Are alphas born?
by Andrea Elizabeth
My new thought on western romanticism, mostly born out here in posts on C.S. Lewis’s Allegory of Love, where it is claimed that courtly love began around 1100 a.d. (which seems timely with the schism between east and west, imo), is that it is very tied to alpha male and alpha female ism. I believe most people identify with lead characters in stories of dashing heroes who save beautiful princesses. Even if we do not believe ourselves to be as dashing and beautiful as the people in the stories, we probably hoped that we would be when we were children, and that hope may still be unhappily buried throughout life. I am thinking that this may be a western phenomenon.
In western chivalry, all spoils go to the victor who rules over the kingdom, from where he selects the most worthy lady to co-rule with him. Those who lose in this struggle either die or become meaningless servants, valued for their tributes only. Thus the appeal of western romanticism is to identify yourself as the victorious, special male or worthy, special female, even vicariously. I’m also thinking this plays into the American dream of individual home ownership. “A man’s home is his castle.” There’s really no room for equal community in this scheme. Even supporting American laborers are allowed some measure of this individual alpha identification after hours.

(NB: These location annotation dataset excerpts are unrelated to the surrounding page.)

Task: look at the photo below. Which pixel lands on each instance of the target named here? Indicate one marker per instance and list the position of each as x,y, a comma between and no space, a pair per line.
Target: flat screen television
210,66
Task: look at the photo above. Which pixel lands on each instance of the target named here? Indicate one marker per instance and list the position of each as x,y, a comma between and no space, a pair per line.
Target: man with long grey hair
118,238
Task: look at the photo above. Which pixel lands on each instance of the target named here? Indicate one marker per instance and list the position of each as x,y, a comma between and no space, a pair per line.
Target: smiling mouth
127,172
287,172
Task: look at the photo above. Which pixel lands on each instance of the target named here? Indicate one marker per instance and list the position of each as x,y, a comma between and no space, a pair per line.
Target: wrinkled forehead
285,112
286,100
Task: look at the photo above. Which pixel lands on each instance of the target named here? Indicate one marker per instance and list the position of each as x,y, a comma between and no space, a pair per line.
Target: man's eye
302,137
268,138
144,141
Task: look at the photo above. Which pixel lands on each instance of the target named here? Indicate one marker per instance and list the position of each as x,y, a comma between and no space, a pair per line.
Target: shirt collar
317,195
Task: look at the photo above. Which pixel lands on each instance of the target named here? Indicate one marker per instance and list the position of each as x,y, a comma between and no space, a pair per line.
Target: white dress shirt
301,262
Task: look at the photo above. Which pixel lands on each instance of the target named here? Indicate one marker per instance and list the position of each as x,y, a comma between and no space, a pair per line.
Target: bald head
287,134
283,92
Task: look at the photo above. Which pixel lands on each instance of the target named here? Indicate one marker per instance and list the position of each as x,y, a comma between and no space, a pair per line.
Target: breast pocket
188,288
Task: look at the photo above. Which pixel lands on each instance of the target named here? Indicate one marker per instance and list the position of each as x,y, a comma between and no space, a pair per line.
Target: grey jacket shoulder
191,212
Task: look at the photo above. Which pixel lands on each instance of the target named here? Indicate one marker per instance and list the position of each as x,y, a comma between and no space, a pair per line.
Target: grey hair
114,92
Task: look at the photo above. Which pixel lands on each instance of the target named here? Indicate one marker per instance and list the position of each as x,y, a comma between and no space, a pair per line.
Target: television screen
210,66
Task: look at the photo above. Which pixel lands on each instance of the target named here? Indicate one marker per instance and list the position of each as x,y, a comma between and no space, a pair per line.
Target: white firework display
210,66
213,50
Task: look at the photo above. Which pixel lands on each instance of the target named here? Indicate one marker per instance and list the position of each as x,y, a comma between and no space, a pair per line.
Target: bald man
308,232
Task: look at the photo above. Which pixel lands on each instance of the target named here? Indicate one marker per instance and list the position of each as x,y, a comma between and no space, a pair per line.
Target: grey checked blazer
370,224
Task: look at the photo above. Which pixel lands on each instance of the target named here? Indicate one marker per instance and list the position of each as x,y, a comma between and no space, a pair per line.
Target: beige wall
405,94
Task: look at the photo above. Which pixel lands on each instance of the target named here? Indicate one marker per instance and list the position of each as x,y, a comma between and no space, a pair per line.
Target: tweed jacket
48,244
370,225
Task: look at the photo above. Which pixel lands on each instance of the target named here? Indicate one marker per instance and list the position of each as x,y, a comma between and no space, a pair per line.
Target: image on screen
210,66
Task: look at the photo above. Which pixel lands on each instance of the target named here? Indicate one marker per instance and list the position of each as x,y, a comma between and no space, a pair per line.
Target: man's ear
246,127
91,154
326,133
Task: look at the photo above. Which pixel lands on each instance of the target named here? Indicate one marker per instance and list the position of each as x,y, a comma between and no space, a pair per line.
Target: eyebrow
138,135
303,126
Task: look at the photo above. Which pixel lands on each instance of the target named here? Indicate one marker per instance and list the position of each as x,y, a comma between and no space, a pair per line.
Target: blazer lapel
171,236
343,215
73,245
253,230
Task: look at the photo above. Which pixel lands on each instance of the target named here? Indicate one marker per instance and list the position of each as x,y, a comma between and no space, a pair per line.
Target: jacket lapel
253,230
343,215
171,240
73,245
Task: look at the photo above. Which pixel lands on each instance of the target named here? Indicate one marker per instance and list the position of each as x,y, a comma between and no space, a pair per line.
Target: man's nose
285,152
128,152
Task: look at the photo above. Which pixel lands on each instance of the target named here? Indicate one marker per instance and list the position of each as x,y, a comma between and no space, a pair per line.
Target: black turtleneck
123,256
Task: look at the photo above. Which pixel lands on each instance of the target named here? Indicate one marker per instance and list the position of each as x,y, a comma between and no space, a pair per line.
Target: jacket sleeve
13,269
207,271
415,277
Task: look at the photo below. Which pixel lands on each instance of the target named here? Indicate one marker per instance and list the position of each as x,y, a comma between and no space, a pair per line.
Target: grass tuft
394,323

From what little I know of Russia and Russians, where Eastern Orthodoxy has been most largely played out, I do not get the same sense of order. It seems that things were mostly a free for all, even though strong men and women held sway. But it was not because they were the most romantically worthy. They best not go to sleep because anyone could take back from them at any time. Individual conquering men do not seem to have been held in the same savior role. Individually strong characteristics may push harder than others, but I don’t think the whole person was glorified in the same way.
This difference may affect how the east views spiritual fathers and elders. A western convert, or even a western influenced cradle Eastern Orthodox, may bring in the western romantic idea of a spiritual father being their alpha savior to whom they can pledge allegiance, and perhaps through whom they can become the alpha queen equivalent (don’t get too literal about gender here) in their own realm. This idea may need adjustment.
I believe the proper view of a spiritual father is that they can guide one on the path to becoming united to Christ through passing along the three fold path of salvation: purgation, illumination, and theosis. He is a guide who serves, not a romantic savior. I think this confusion also influences how we view veneration of the Saints. To view them as chivalric saviors is idolatry. To see them as guides to the proper worship in and belief about God is to see them as helpers. They should also identify with us as equally created fellow humans, not as special alpha people.
I think this unhealthy romanticism also influences how people, especially women and perhaps some men, see mentoring in general. It should not be about the personal association with an alpha male, it should be about guidance in the truth of how to be with God.